Yang kami lihat dengan reorg single-block ketiga dalam empat minggu ini bukanlah gangguan jaringan, melainkan kondisi balapan penambangan (mining race condition) yang klasik di tengah persaingan ruang blok yang sangat ketat. Ketika dua pool penambangan menemukan blok yang valid hampir bersamaan, perpecahan rantai akan terselesaikan secara alami pada blok berikutnya. Kami melihat dinamika serupa pada era kemacetan tinggi sebelumnya, dan meskipun jaringan seperti $ETC secara historis pernah mengalami reorganisasi rantai yang dalam akibat serangan, peristiwa orphan single-block di Bitcoin hanyalah konsensus proof-of-work yang normal—yang terjadi secara nyata dan berlangsung langsung.

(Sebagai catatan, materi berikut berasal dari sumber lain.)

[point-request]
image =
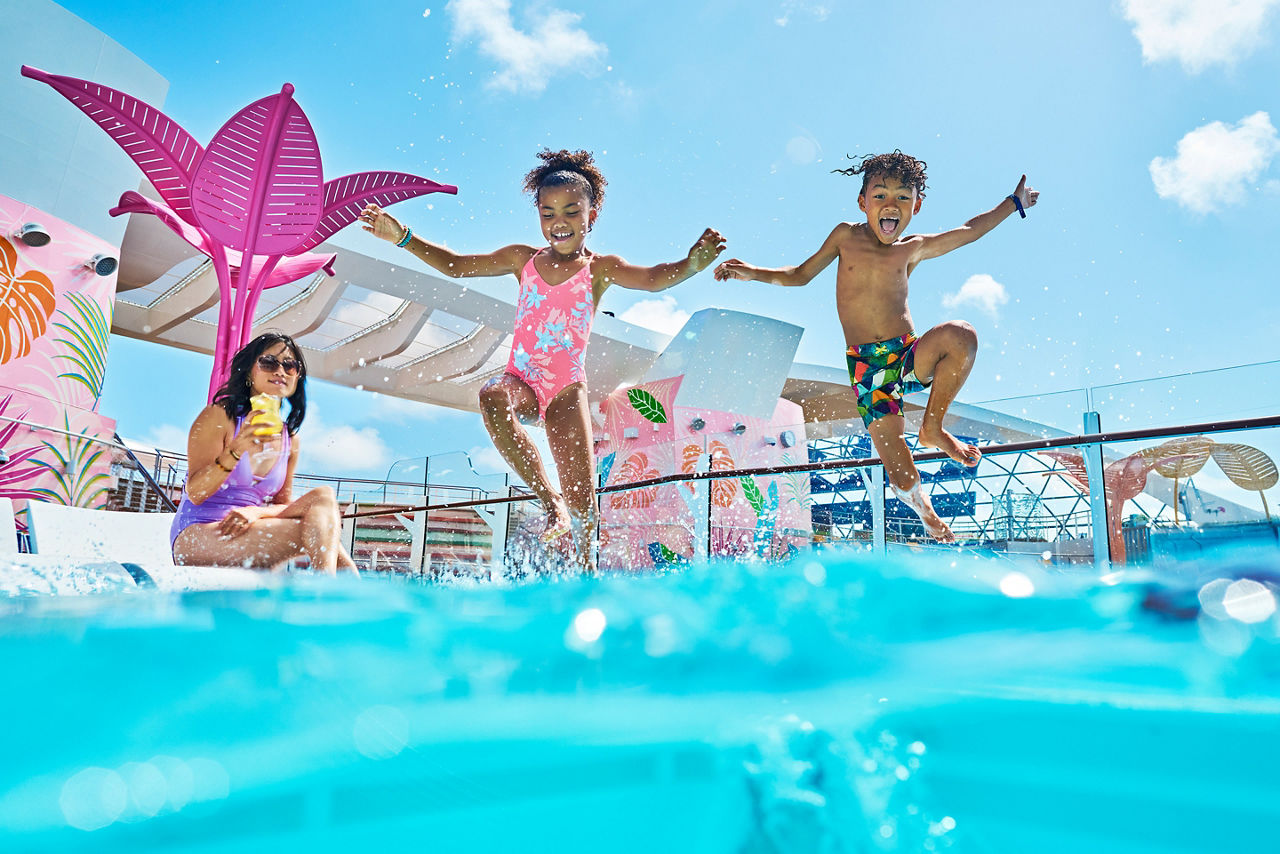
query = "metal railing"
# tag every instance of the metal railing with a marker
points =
(1054, 534)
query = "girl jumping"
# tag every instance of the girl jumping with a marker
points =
(560, 287)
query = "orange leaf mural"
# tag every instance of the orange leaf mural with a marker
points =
(636, 467)
(723, 492)
(26, 305)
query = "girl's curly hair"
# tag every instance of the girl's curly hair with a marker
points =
(899, 165)
(567, 167)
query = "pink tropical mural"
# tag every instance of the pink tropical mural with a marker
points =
(647, 435)
(55, 320)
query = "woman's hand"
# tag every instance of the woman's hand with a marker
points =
(246, 439)
(240, 520)
(382, 224)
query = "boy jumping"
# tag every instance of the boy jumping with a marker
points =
(886, 360)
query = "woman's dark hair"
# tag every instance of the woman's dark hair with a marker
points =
(899, 165)
(233, 396)
(567, 167)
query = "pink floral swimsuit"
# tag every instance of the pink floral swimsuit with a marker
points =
(553, 324)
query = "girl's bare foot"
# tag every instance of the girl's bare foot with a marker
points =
(961, 452)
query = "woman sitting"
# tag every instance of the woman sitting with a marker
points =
(237, 506)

Hambatan yang sesungguhnya justru menimpa penyedia infrastruktur dan meja likuiditas. Saat platform mengkredit setoran cepat untuk penyelesaian $USDT dengan latensi yang ketat, blok yatim memaksa sistem untuk meninjau ulang parameter risiko mereka. Keamanan rantai yang mendasarinya sepenuhnya utuh, tetapi asumsi lama tentang finalitas instan sedang diuji.

Apakah belakangan ini Anda menunggu lebih banyak konfirmasi untuk transfer Anda, atau Anda masih percaya pada blok pertama?